Question

How do you write $10$ to the $1.5^{th}$ power?

Answer 1

Hint: The student should not get confused with wordings. The student should first distribute $1.5$ as $1.0$& $0.5$. Then the student should use the properties of identities to proceed with the numerical. In this sum student should use the property ${a^x} \times {a^y} = {a^{x + y}}$. Another property of indices which would be useful is ${({a^x})^y} = {a^{xy}}$. It is essential that the student is aware of the property of indices before solving such a sum. If the student is well versed with the chapter on logarithms, he/she can go for that method as well.
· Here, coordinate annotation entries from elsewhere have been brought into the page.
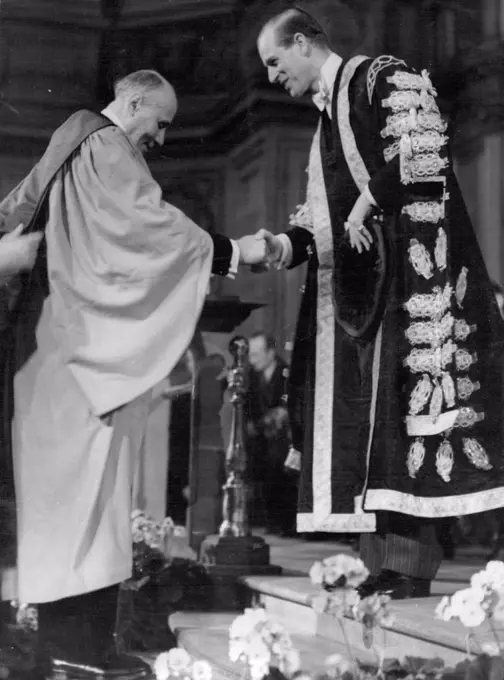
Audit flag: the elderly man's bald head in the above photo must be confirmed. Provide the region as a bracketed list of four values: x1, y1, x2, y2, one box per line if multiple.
[106, 69, 177, 153]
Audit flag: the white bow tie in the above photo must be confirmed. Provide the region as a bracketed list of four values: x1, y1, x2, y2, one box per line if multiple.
[312, 85, 331, 111]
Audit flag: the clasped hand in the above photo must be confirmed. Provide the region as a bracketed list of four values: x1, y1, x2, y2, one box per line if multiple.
[238, 229, 282, 271]
[345, 192, 373, 253]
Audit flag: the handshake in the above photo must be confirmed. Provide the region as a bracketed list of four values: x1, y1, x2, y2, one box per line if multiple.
[237, 229, 284, 271]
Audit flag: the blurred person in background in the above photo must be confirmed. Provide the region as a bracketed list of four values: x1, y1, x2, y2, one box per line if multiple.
[245, 331, 297, 536]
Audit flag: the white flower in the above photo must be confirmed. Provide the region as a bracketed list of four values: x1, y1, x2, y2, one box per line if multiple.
[310, 562, 324, 586]
[192, 661, 212, 680]
[485, 560, 504, 590]
[153, 652, 170, 680]
[229, 607, 268, 638]
[322, 554, 369, 588]
[435, 595, 453, 621]
[451, 588, 486, 628]
[161, 517, 175, 536]
[249, 659, 269, 680]
[311, 592, 329, 614]
[229, 639, 247, 663]
[280, 648, 301, 676]
[324, 654, 352, 678]
[166, 647, 191, 675]
[481, 641, 501, 656]
[491, 589, 504, 622]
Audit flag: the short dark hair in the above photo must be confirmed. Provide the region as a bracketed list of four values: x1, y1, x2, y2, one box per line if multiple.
[491, 280, 504, 295]
[250, 331, 276, 352]
[114, 69, 166, 97]
[268, 7, 329, 48]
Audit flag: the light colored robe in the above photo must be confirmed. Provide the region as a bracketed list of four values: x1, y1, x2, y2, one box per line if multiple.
[5, 127, 213, 603]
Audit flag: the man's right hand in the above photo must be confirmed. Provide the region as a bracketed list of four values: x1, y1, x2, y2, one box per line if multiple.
[0, 224, 44, 277]
[255, 229, 283, 264]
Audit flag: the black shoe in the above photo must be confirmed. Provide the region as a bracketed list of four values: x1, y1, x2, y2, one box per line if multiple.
[51, 654, 152, 680]
[38, 586, 152, 680]
[357, 569, 431, 600]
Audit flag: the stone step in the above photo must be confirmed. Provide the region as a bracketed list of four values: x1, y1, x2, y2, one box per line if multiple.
[238, 576, 504, 665]
[169, 612, 376, 680]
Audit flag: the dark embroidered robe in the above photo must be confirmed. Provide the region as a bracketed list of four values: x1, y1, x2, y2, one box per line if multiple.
[288, 58, 504, 531]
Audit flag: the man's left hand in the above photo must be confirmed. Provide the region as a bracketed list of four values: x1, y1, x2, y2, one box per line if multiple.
[345, 191, 373, 253]
[237, 234, 267, 264]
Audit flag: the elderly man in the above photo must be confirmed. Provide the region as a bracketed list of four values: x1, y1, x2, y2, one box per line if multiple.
[258, 9, 504, 598]
[0, 71, 265, 678]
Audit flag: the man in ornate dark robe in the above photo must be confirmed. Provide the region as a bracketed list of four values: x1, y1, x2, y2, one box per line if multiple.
[258, 9, 504, 598]
[0, 71, 265, 678]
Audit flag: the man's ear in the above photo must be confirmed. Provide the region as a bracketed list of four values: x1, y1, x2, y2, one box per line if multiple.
[293, 33, 311, 57]
[128, 94, 143, 116]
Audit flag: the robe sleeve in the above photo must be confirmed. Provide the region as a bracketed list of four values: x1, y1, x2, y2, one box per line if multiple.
[368, 62, 448, 212]
[210, 234, 233, 276]
[46, 127, 217, 415]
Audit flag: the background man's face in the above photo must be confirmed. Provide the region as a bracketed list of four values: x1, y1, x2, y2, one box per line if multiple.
[257, 26, 313, 97]
[127, 89, 177, 154]
[249, 336, 275, 372]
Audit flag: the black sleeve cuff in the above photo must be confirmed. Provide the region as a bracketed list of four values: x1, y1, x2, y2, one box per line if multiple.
[210, 234, 233, 276]
[285, 227, 313, 269]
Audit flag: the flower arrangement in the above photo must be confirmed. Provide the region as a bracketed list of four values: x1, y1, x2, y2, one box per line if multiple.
[116, 510, 211, 651]
[310, 554, 394, 677]
[229, 607, 300, 680]
[436, 560, 504, 657]
[153, 647, 212, 680]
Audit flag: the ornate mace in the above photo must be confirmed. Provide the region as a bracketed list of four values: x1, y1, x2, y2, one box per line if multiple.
[219, 336, 250, 537]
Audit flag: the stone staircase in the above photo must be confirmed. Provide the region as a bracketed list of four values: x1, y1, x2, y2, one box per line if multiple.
[170, 568, 504, 680]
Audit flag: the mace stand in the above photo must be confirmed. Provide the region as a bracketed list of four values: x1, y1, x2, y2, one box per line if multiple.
[200, 336, 282, 609]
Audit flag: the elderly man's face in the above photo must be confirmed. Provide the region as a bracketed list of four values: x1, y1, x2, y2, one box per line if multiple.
[257, 26, 317, 97]
[126, 87, 177, 154]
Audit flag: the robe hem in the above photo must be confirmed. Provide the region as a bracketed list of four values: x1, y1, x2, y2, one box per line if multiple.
[296, 512, 376, 533]
[19, 568, 133, 604]
[364, 486, 504, 519]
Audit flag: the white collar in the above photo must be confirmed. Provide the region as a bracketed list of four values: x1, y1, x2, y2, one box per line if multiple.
[101, 106, 126, 134]
[320, 52, 343, 102]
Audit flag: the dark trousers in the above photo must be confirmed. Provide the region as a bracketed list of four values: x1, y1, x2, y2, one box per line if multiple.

Complete Step by Step Solution:
The first step is to convert the given word problem to a simpler form i.e in the form of equation${10^{1.5}}$
Now using the property of indices we can split the given numerical as follows:
${10^{1.5}} = {10^1} \times {10^{0.5}}........(1)$
We can now express the above equation as
${10^{1.5}} = 10 \times \sqrt {10} ........(2)$
Also we need to input the $ \pm $sign as there is a square root.

Thus the answer to the given question is $ \pm 10\sqrt {10} $.

Note: In this particular sum the student should not make the mistake of ignoring the $ \pm $. The answer to a square root should always have this sign as a square of negative numbers can be positive, thus for this reason we will have to include the $ \pm $ sign. Also, any sum which can be solved by indices can be solved by using a logarithm as well. He should assume the base $e$ while solving the sum by the logarithm method. Students should keep in mind that Sums on indices always include the application of multiple properties. Thus they should be thorough with properties while picking up such sums.